Het werk van Mitchell bestaat uit ogenschijnlijk eenvoudige nummers die vaak in harmonie en ritme volslagen onnavolgbaar zijn. Haar teksten zijn niet des popmuzieks zo goed en haar oeuvre kent een ontwikkeling die de populaire muziek vanaf de jaren zestig samenvat. Er zijn maar weinig muzikanten die zulke ingenieuze en tegelijkertijd toegankelijke songs schrijven. Mitchell is a lady for all seasons: je maakt iets mee en zij zingt er een liedje over. Dat is precies wat er zo verraderlijk aan haar is.

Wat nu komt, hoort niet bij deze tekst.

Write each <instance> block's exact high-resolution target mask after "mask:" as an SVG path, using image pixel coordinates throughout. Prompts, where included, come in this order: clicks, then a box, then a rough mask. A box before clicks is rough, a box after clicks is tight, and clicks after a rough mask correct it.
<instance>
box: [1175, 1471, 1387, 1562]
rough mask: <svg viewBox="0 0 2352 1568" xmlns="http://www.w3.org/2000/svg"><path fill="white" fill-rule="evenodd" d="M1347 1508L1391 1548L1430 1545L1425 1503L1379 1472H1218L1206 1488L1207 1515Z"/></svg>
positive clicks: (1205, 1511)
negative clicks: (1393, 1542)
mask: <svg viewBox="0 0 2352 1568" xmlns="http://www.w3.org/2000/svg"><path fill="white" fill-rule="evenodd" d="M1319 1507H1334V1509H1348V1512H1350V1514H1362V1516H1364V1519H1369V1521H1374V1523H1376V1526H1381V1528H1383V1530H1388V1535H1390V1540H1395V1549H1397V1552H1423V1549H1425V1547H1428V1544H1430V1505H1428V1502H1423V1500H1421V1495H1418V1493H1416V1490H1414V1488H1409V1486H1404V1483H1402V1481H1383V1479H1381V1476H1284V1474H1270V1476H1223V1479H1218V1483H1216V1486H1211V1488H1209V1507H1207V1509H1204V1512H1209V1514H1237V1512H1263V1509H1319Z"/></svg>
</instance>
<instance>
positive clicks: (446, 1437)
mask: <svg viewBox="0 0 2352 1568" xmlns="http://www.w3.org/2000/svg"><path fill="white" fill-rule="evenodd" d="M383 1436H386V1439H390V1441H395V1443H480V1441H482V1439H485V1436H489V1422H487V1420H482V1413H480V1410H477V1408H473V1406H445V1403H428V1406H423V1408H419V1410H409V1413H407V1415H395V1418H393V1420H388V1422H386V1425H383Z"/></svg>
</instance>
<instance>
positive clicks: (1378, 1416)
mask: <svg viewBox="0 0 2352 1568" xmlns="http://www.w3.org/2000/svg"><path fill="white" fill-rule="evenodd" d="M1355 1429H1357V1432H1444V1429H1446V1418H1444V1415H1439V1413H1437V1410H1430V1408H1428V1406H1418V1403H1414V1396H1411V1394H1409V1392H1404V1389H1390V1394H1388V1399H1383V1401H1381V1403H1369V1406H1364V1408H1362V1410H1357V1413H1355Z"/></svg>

Het is mij opgevallen dat Mitchells muziek, zelfs zoveel jaar na dato, van hand tot hand gaat via mond-tot-mondreclame, of beter gezegd: mond-op-mondreclame. Ze dringt zich volgens mij altijd op tijdens opbloeiende liefdes. Zangeres en bewonderaar Charlie Dée verklaarde ooit in DWDD dat ze in aanraking kwam met Mitchell door een cassettebandje dat ze van een beminde had gekregen. Het bevatte onder andere het nummer ‘The Dry Cleaner From Des Moines’, dat alle kanten op schiet. Ze werd verliefd op dat nummer in plaats van op die jongen. Ikzelf kende vagelijk het album Blue toen mijn fascinatie voor Mitchell losbarstte doordat degene die ik liefhad een verstokte Mitchell-adept was. Vanaf dat moment luisterde ik alles wat ik in handen kon krijgen, te beginnen met haar eerste albums – werk van meer dan dertig jaar oud.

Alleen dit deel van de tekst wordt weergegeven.